Chaque jour, une retraitée de 70 ans venait dans la même boucherie. Elle était petite, voûtée, vêtue d’un vieux manteau et tirait un chariot usé à roulettes.
— Comme d’habitude, quarante kilos de bœuf, — murmurait-elle en tendant une main où étaient soigneusement pliés des billets.
Le boucher — un jeune homme — s’étonnait à chaque fois. Quarante kilos ! Presque la moitié d’une carcasse. La première fois, il pensa qu’elle nourrissait peut-être une grande famille. Mais semaine après semaine, tout se répétait.

La femme disait à peine un mot, ne regardait personne dans les yeux, prenait ses sacs et s’en allait. Une odeur étrange et âcre se dégageait d’elle — mélange de fer, de viande rance et de quelque chose d’indéfinissable.
Les rumeurs circulèrent rapidement au marché. Les commerçants chuchotaient :
— On dit qu’elle nourrit la famille de son fils.
— Ou qu’elle nourrit des chiens.
— Ou peut-être tient-elle un restaurant clandestin…
Le boucher ne croyait pas aux commérages, mais sa curiosité grandissait. Un soir, il décida de la suivre : il attendit qu’elle quitte la boutique et prit discrètement ses distances pour la suivre.
La femme avançait lentement mais d’un pas assuré, tirant sa lourde charette pleine de viande sur la neige. Elle traversa la périphérie, passa devant des garages abandonnés et se dirigea vers une vieille usine — celle qui était à l’abandon depuis dix ans.
Le boucher resta figé. Elle entra et disparut avec ses paquets.
Vingt minutes plus tard, la vieille dame reparut — sans aucun sac. Pas la moindre trace de viande.

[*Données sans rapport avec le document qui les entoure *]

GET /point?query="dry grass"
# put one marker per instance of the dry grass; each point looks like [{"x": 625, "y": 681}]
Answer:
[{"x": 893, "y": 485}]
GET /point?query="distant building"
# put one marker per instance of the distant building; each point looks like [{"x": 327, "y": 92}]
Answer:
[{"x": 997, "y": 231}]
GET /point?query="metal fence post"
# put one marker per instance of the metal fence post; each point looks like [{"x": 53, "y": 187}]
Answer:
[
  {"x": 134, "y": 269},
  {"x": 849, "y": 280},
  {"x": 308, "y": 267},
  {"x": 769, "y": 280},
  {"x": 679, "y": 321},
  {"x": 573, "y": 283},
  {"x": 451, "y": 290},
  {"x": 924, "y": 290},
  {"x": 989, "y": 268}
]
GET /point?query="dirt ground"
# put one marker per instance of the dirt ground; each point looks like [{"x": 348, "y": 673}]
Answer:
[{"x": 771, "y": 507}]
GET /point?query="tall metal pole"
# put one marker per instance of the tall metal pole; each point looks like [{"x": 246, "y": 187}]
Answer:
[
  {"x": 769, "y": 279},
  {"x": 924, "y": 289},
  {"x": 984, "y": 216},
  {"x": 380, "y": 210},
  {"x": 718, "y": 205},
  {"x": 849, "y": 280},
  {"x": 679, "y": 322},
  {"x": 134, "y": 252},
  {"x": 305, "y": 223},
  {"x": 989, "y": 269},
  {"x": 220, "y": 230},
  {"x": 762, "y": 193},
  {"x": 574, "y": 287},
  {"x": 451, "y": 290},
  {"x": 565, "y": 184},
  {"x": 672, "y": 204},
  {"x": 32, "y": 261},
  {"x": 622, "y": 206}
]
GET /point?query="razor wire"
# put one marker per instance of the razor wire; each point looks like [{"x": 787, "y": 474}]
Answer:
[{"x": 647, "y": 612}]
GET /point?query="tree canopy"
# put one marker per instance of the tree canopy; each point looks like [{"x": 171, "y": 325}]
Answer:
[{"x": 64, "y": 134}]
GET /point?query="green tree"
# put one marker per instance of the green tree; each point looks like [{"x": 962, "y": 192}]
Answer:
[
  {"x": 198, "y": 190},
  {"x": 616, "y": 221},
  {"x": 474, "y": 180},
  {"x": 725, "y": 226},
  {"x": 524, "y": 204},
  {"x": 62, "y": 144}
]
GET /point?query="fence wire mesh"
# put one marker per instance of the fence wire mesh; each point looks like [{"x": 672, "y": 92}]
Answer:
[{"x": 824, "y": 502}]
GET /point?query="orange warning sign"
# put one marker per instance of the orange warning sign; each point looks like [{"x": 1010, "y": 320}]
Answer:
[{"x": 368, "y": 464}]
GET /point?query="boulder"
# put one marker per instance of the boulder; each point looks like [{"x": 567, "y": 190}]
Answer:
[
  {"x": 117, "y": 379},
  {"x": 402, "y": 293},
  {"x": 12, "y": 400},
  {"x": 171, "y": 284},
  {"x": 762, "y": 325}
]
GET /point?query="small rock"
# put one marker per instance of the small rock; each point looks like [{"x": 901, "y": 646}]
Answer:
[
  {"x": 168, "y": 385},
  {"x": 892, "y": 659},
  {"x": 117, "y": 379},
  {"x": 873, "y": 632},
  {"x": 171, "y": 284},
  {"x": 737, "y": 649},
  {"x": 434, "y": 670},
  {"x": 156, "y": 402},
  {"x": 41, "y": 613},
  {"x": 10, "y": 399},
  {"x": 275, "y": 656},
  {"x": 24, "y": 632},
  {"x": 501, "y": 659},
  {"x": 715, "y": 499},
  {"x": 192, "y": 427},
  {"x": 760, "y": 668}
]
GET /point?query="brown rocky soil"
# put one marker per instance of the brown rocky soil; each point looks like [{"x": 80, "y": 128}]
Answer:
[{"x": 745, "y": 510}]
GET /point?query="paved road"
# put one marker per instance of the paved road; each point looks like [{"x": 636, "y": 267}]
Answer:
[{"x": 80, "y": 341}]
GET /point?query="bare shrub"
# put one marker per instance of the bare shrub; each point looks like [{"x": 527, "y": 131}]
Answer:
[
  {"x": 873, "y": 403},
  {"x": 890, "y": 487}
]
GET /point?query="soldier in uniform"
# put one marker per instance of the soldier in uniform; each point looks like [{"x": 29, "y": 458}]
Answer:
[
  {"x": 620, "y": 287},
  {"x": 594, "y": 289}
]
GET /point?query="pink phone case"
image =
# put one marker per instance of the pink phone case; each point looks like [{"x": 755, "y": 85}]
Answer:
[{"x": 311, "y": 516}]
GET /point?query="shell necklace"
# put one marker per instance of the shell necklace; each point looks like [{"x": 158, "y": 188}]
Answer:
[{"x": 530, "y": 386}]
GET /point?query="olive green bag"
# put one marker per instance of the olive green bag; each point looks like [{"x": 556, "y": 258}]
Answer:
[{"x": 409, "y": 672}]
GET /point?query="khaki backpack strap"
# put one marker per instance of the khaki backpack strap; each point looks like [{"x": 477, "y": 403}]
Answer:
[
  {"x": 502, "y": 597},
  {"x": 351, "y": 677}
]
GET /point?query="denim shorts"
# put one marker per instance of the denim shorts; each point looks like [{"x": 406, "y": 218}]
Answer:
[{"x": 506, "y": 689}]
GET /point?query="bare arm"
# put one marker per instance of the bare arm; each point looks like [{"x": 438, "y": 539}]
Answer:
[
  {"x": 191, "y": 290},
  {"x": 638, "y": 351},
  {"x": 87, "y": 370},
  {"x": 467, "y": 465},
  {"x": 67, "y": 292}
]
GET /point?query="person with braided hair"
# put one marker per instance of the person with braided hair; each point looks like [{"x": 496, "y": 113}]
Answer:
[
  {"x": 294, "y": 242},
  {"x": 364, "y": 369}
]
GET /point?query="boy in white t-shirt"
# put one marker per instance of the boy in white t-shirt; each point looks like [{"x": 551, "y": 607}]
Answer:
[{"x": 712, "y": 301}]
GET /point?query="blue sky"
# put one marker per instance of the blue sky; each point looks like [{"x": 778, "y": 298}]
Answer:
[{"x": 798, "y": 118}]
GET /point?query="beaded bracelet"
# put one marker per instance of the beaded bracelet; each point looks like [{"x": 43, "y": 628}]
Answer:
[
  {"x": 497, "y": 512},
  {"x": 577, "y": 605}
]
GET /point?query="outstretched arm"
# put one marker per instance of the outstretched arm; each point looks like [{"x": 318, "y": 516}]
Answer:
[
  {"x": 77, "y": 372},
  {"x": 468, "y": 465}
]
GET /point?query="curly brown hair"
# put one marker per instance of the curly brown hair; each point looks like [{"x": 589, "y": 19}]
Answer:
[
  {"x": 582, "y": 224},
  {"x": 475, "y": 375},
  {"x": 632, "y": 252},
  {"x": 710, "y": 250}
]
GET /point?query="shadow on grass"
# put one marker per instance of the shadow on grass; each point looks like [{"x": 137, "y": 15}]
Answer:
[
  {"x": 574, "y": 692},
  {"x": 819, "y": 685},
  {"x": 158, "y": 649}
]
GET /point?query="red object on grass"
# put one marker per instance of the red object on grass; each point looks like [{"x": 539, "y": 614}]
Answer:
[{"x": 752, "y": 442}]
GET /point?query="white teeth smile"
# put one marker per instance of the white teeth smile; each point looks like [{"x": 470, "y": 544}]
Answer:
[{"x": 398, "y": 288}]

Le lendemain tout recommença. Le troisième jour, le boucher n’en put plus. Après l’avoir vue rentrer, il se faufila silencieusement derrière elle.
À l’intérieur de l’usine flottait une odeur étrange. Il entendit des bruits sourds, très inhabituels. Quand il regarda dans la salle par une fissure du mur, son cœur faillit s’arrêter.
À l’intérieur, derrière de lourdes cages, se trouvaient quatre énormes lions. Leurs yeux brillaient dans la faible lueur des lampes. Des os et des morceaux frais de bœuf jonchaient le sol.
Et, dans un coin, dans un vieux fauteuil, la vieille femme était assise, murmurant d’une voix douce :
— Calmez-vous, mes chéris… bientôt vous aurez votre combat… des gens viendront regarder…
Le boucher fit un pas en arrière, incrédule, et l’un des lions rugit brusquement — le son résonna dans le vaste atelier. La femme tourna la tête et le vit.
— Qu’est-ce que tu fais ici ?! — souffla-t-elle.

Le jeune homme s’enfuit dehors et appela immédiatement la police.
Quand les forces de l’ordre arrivèrent, elles furent stupéfaites : la vieille dame était une ancienne zoologue. Après la fermeture du zoo, elle avait recueilli plusieurs animaux «pour qu’ils ne meurent pas», mais elle avait vite compris qu’on pouvait en tirer de l’argent.
Au fond de l’usine, on découvrit une arène et des traces de griffes sur les murs. La femme organisait des combats clandestins de lions, où des spectateurs fortunés venaient en secret assister aux affrontements.